I have a feeling that there is also a status thing going on here
- the status of the English language, as opposed to the Russian
language - in Israel, as well as throughout the world."

28 years ago during my first year of teaching I asked the former supervisor,
Pinchas Bechler ז'ל why on earth my מסמ'ר and מסמ'ם girls in
Kiryat Hachinuch Azata must learn English when there is absolutely
no chance of most of them passing even the one point exam.
He answered that learning English in Israel is a status thing, and
parents would be up in arms if their children were denied the
opportunity of learning it.


I would go so far as to say that in my opinion there is an
exagerated emphasis put on English usage especially at
Universities and Colleges. For example, I have a former pupil
from a neighboring Moshav that dreamed of being a music
teacher in kindergartens-- one of those lovely ladies who gives
out tambourines and teaches the kiddies songs. Well, she tried
unsuccessfully at least 5 times to pass the 4 point Bagrut so to
get accepted at a college and ended up earning minimum wage
at a supermarket.
Why in heavens should she have needed English? So that some
puffed up professor could give out an excrutiatingly difficult article
in English when one probably just as good is available in Hebrew?
She played 5 instruments and loved children!!!!

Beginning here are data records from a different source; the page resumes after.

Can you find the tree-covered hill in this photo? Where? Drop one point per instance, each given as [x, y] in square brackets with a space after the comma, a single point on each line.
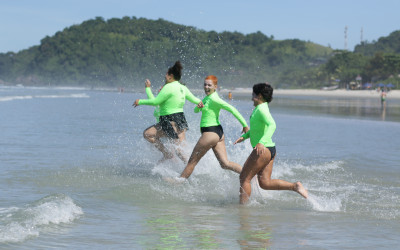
[389, 44]
[123, 52]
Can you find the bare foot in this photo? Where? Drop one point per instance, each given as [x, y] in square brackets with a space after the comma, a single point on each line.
[300, 189]
[175, 180]
[164, 159]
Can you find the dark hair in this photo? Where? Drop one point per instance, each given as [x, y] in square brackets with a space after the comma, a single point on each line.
[176, 70]
[265, 89]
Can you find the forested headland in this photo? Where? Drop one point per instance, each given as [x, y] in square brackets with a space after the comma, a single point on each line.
[122, 52]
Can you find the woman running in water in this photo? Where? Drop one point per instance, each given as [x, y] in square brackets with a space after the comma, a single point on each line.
[172, 123]
[212, 135]
[261, 159]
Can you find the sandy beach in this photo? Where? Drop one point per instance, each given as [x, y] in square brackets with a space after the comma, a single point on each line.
[393, 94]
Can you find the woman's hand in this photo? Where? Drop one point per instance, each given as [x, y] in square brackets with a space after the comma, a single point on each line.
[238, 140]
[136, 103]
[147, 83]
[260, 149]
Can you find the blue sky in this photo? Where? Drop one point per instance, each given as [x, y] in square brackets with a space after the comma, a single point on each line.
[25, 22]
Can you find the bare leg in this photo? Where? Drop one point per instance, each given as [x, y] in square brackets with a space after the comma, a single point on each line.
[251, 167]
[262, 166]
[220, 153]
[153, 135]
[180, 142]
[206, 141]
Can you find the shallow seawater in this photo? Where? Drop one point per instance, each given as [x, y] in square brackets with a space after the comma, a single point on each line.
[77, 174]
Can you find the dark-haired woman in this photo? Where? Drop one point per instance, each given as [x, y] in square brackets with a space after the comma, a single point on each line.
[172, 122]
[261, 159]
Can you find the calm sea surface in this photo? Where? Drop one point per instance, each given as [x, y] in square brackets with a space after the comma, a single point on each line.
[76, 173]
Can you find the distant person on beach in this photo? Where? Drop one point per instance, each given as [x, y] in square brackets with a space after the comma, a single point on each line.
[261, 159]
[172, 124]
[383, 97]
[212, 134]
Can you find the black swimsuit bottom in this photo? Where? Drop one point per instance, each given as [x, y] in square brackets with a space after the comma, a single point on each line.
[216, 129]
[166, 126]
[273, 152]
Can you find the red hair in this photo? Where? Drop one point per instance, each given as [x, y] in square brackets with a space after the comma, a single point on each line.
[213, 78]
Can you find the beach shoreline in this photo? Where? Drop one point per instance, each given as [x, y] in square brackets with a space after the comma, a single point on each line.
[393, 94]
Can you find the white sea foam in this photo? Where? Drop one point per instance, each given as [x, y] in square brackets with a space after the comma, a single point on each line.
[19, 224]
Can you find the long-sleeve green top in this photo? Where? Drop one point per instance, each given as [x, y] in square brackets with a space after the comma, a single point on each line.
[171, 98]
[262, 126]
[212, 107]
[150, 95]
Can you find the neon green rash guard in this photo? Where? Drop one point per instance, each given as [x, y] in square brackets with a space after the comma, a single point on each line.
[150, 95]
[262, 126]
[171, 98]
[210, 112]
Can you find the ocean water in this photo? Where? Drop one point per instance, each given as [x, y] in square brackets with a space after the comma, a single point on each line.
[76, 173]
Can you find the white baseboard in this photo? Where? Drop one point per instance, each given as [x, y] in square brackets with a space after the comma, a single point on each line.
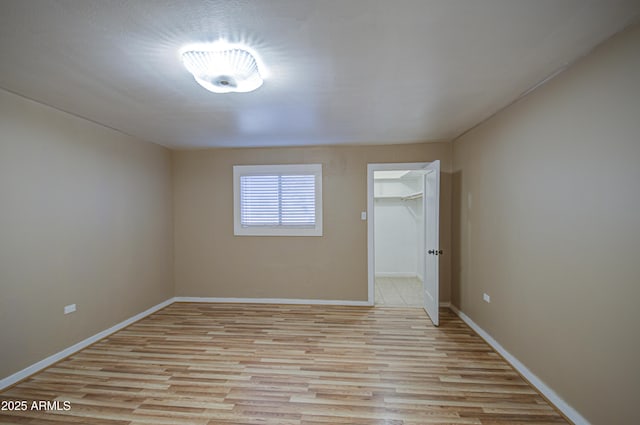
[36, 367]
[270, 301]
[551, 395]
[396, 274]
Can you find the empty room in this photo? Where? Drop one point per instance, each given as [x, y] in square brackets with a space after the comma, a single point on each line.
[319, 212]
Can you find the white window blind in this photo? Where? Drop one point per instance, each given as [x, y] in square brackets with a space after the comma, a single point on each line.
[278, 200]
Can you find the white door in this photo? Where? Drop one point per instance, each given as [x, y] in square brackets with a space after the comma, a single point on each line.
[431, 208]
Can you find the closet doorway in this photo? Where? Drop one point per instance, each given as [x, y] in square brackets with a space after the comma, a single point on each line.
[403, 209]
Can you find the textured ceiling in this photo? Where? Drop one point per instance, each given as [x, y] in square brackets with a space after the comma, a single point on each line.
[339, 72]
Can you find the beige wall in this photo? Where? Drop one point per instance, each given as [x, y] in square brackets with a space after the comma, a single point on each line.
[552, 231]
[211, 262]
[85, 218]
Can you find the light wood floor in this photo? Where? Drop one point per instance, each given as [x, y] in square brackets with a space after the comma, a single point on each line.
[267, 364]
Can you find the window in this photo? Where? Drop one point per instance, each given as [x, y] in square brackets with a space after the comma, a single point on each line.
[277, 200]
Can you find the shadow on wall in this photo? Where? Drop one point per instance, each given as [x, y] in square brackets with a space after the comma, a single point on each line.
[456, 237]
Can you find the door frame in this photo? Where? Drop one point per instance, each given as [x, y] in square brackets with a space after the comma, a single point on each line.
[371, 168]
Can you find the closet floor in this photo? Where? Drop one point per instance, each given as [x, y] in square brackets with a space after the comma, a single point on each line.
[398, 291]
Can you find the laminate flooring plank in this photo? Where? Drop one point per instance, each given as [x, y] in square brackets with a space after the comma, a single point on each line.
[233, 364]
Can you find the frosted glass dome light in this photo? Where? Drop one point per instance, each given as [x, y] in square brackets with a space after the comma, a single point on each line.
[223, 69]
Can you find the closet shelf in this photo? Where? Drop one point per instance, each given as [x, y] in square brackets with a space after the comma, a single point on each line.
[412, 196]
[401, 197]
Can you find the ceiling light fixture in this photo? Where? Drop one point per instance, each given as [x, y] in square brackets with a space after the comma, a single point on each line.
[222, 67]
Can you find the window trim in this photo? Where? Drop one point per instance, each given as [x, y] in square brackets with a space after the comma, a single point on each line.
[284, 169]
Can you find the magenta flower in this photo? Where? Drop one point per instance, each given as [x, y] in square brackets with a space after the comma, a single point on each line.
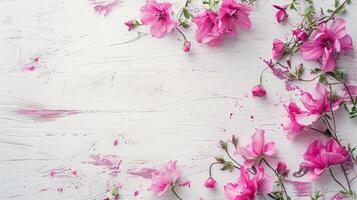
[282, 169]
[278, 49]
[234, 15]
[258, 148]
[159, 17]
[186, 46]
[130, 24]
[318, 157]
[246, 187]
[292, 126]
[207, 28]
[326, 43]
[315, 106]
[300, 34]
[210, 183]
[281, 15]
[259, 91]
[165, 178]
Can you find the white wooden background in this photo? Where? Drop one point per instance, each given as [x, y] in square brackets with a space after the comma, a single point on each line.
[96, 82]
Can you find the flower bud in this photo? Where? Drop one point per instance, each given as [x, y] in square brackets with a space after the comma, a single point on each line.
[210, 183]
[259, 91]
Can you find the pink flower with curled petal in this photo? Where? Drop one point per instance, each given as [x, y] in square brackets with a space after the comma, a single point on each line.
[234, 15]
[247, 188]
[131, 24]
[282, 169]
[326, 42]
[319, 157]
[207, 28]
[159, 17]
[278, 49]
[210, 183]
[315, 105]
[300, 34]
[281, 15]
[165, 178]
[258, 148]
[259, 91]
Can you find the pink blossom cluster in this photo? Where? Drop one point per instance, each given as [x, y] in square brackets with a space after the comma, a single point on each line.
[212, 26]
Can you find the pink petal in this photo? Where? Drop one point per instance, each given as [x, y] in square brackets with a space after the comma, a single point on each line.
[258, 142]
[269, 149]
[346, 42]
[306, 119]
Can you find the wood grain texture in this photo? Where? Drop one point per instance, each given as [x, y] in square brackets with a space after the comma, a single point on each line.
[95, 83]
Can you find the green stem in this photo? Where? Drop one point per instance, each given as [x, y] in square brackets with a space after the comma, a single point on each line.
[346, 177]
[277, 175]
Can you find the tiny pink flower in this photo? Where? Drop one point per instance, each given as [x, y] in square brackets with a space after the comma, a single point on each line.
[278, 49]
[281, 15]
[207, 28]
[247, 188]
[159, 17]
[234, 15]
[186, 46]
[315, 106]
[210, 183]
[300, 34]
[130, 24]
[319, 157]
[164, 178]
[282, 169]
[259, 91]
[326, 42]
[292, 126]
[258, 148]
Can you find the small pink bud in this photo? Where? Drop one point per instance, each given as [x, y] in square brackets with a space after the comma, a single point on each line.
[131, 24]
[259, 91]
[210, 183]
[300, 34]
[282, 169]
[186, 46]
[281, 15]
[278, 49]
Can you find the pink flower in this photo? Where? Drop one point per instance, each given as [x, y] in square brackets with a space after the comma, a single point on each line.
[159, 17]
[281, 15]
[246, 187]
[282, 169]
[233, 15]
[278, 49]
[210, 183]
[300, 34]
[318, 157]
[326, 43]
[164, 178]
[258, 148]
[186, 46]
[207, 28]
[131, 24]
[259, 91]
[315, 106]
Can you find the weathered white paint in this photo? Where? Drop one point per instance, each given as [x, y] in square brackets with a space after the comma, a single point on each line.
[159, 102]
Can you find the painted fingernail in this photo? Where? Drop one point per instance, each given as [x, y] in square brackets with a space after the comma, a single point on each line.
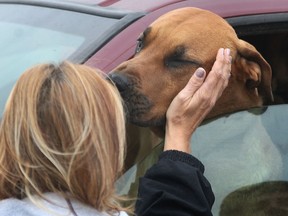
[200, 72]
[222, 50]
[227, 50]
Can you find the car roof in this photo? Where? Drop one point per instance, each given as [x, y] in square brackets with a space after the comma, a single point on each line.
[224, 7]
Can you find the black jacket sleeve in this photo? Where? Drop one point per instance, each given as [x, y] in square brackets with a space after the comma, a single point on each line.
[175, 186]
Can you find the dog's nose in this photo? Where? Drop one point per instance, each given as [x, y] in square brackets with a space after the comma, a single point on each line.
[121, 81]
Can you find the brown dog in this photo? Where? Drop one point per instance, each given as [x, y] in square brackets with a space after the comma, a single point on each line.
[169, 52]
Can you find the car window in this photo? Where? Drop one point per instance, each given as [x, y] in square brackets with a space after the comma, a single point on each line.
[243, 149]
[31, 35]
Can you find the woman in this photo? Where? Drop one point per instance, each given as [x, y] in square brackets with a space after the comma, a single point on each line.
[62, 138]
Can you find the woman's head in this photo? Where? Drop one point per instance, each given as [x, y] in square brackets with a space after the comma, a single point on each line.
[62, 130]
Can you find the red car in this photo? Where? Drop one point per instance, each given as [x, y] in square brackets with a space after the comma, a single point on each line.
[103, 34]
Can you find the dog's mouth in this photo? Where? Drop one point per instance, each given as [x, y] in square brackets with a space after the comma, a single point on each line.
[138, 107]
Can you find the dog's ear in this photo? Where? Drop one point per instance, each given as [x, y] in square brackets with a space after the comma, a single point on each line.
[256, 70]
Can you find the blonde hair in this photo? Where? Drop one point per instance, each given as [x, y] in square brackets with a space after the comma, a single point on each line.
[63, 130]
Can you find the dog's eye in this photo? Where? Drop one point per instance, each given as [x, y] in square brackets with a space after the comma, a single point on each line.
[139, 45]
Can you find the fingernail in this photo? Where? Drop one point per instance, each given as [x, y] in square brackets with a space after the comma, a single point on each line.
[227, 50]
[200, 72]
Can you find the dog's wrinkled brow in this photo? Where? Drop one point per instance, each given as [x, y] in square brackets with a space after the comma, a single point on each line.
[145, 33]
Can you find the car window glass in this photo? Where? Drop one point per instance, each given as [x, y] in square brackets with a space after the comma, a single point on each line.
[239, 151]
[31, 35]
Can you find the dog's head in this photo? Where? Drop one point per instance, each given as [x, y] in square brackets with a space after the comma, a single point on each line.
[168, 53]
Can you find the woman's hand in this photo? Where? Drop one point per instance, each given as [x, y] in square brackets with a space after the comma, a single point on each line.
[194, 102]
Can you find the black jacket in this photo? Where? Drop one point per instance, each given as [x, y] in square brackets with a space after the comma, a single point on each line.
[175, 186]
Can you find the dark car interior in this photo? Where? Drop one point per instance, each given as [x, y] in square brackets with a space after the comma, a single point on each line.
[269, 34]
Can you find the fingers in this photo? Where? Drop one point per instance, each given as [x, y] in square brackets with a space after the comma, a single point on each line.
[220, 73]
[222, 65]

I have 10 brothers and sisters-in-law who among other things: teach
at a University with a doctorate in Chemistry; work as a lawyer;
an accountant; an economist who is head of a corporation; a nurse
heading an important ICU unit; the head of an entire אגף in a prison
up north; etc. etc. As the American sister in law holding a Masters,
it was my pleasure to help them all years ago translate various articles.
Believe me, 90% of the American public would have been unable to
comprehend the esoteric articles they had to deal with. Only
University academics abroad could have dealt with those articles.
I felt then and still believe that while giving articles in English is
doubtless  important in some cases, in many other cases, the
professor does so as a "status thing" and not necessarily
because it is crucial to the students studies.